Origin of the Erdaohe Ag–Pb–Zn deposit, central Great Xing’an Range, northeast China: Constraints from fluid inclusions, zircon U–Pb geochronology, and stable isotopes

Abstract

The large-scale Erdaohe Ag–Pb–Zn deposit in the central Great Xing’an Range, China, contains > 9.04 Mt of ore reserves. The deposit consists of skarn-type Ag–Pb–Zn orebodies located within a contact zone that is mainly between an Early Cretaceous porphyritic granite and Jurassic calcareous tuff. The deposit records four stages of formation, which are skarn, early quartz–sulfide (disseminated ores), late quartz–sulfide (veined ores), and carbonate stages. Fluid inclusion microthermometry indicates that skarn stage fluids were higher temperature (330 °C to > 500 °C) and more saline (up to 59.8 wt% NaCl equivalent) than the early quartz–sulfide (250 °C–300 °C, <36.1 wt% NaCl equivalent) and late quartz–sulfide stage (160 °C–220 °C, <32.1 wt% NaCl equivalent) fluids.

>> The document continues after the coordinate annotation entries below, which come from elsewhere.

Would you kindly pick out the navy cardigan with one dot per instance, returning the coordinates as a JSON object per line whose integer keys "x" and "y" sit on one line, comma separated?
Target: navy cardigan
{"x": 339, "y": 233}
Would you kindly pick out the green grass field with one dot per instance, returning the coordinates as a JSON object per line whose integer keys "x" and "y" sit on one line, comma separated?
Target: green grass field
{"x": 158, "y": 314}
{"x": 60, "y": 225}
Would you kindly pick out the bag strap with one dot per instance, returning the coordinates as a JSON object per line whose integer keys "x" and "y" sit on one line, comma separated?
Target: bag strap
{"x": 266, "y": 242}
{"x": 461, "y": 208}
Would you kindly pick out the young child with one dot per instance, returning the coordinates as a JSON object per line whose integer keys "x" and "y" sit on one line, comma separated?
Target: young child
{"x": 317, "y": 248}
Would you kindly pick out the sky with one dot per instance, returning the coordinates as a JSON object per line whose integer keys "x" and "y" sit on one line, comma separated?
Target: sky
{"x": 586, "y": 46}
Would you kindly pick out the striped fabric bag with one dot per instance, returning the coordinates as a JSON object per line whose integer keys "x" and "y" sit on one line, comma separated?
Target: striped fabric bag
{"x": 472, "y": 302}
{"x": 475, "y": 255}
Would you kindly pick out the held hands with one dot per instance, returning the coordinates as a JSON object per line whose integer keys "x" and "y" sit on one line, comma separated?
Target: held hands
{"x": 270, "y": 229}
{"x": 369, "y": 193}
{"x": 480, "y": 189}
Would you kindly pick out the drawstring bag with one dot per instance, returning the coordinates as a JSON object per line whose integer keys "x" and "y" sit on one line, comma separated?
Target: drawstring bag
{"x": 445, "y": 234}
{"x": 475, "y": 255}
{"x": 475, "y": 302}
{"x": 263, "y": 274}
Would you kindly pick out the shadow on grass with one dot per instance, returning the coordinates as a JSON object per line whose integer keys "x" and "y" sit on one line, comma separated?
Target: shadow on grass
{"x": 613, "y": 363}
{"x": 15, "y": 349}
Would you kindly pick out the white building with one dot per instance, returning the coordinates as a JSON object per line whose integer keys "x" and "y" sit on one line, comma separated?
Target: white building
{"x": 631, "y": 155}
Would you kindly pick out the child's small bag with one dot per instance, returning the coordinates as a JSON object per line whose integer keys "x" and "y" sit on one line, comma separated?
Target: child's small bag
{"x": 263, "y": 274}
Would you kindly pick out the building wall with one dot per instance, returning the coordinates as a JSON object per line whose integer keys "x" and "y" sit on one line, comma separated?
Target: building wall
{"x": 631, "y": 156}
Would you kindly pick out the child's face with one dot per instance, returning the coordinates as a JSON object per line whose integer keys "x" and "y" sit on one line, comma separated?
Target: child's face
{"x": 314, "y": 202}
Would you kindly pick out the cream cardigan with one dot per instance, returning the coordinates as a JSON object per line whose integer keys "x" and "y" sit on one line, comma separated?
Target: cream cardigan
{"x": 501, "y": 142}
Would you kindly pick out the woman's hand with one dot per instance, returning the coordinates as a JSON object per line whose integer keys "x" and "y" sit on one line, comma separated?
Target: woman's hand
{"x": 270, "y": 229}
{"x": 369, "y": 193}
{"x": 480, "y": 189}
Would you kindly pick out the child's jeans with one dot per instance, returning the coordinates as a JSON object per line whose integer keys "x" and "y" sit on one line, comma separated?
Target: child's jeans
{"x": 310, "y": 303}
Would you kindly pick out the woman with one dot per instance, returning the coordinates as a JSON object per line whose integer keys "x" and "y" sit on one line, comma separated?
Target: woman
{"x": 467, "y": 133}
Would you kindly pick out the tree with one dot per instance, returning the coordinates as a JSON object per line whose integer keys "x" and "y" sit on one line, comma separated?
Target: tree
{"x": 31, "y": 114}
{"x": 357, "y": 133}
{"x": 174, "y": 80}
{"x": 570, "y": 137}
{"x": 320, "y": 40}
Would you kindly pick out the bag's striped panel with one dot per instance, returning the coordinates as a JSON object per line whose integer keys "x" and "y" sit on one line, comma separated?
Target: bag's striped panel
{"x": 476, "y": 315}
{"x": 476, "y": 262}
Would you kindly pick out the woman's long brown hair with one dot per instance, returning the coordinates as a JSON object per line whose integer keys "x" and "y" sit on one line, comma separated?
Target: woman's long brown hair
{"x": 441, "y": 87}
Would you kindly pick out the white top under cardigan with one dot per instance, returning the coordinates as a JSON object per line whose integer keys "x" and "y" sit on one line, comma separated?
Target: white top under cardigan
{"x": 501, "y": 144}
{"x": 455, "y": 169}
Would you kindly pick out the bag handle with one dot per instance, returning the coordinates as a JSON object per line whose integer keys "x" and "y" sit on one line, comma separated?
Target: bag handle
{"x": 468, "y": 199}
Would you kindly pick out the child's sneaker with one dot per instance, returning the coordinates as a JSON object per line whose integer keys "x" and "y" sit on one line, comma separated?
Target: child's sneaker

Fluid inclusions of the carbonate stage record even lower temperatures (150 °C–170 °C) and have generally low salinity (2.1–5.1 wt% NaCl equivalent). Raman microprobe data indicate that these fluids are dominated by H2O–NaCl ± CO2 system phases. Sulfides formed during the early and late quartz–sulfide stages of mineralization have a relatively narrow range of δ34S values (4.4‰–8.4‰) that are indicative of sulfur derived from a magmatic source. Quartz samples from the early and late quartz–sulfide stages have δ18Ofluid values of 0.1‰–2.1‰ and from − 5.0‰ to − 3.2‰, respectively, suggesting that the mineralizing fluids were originally magmatic with later stage mineralization involving the addition of meteoric water. LA–ICP–MS U–Pb dating of zircons from the mineralization-related porphyritic granite yielded a weighted mean age of 131.4 ± 0.3 Ma (MSWD = 1.5), indicating that the deposit formed during the Early Cretaceous. Deposit formation involved an aqueous fluid that was exsolved during the final crystallization of the porphyritic granite and ascended along fracture zones until it reacted with Ca-rich wall rocks, cooled to < 300 °C, and boiled under hydrostatic conditions. This caused a decrease in temperature and sulfur fugacity in the ore-forming fluid system, which triggered Ag–Pb–Zn mineralization.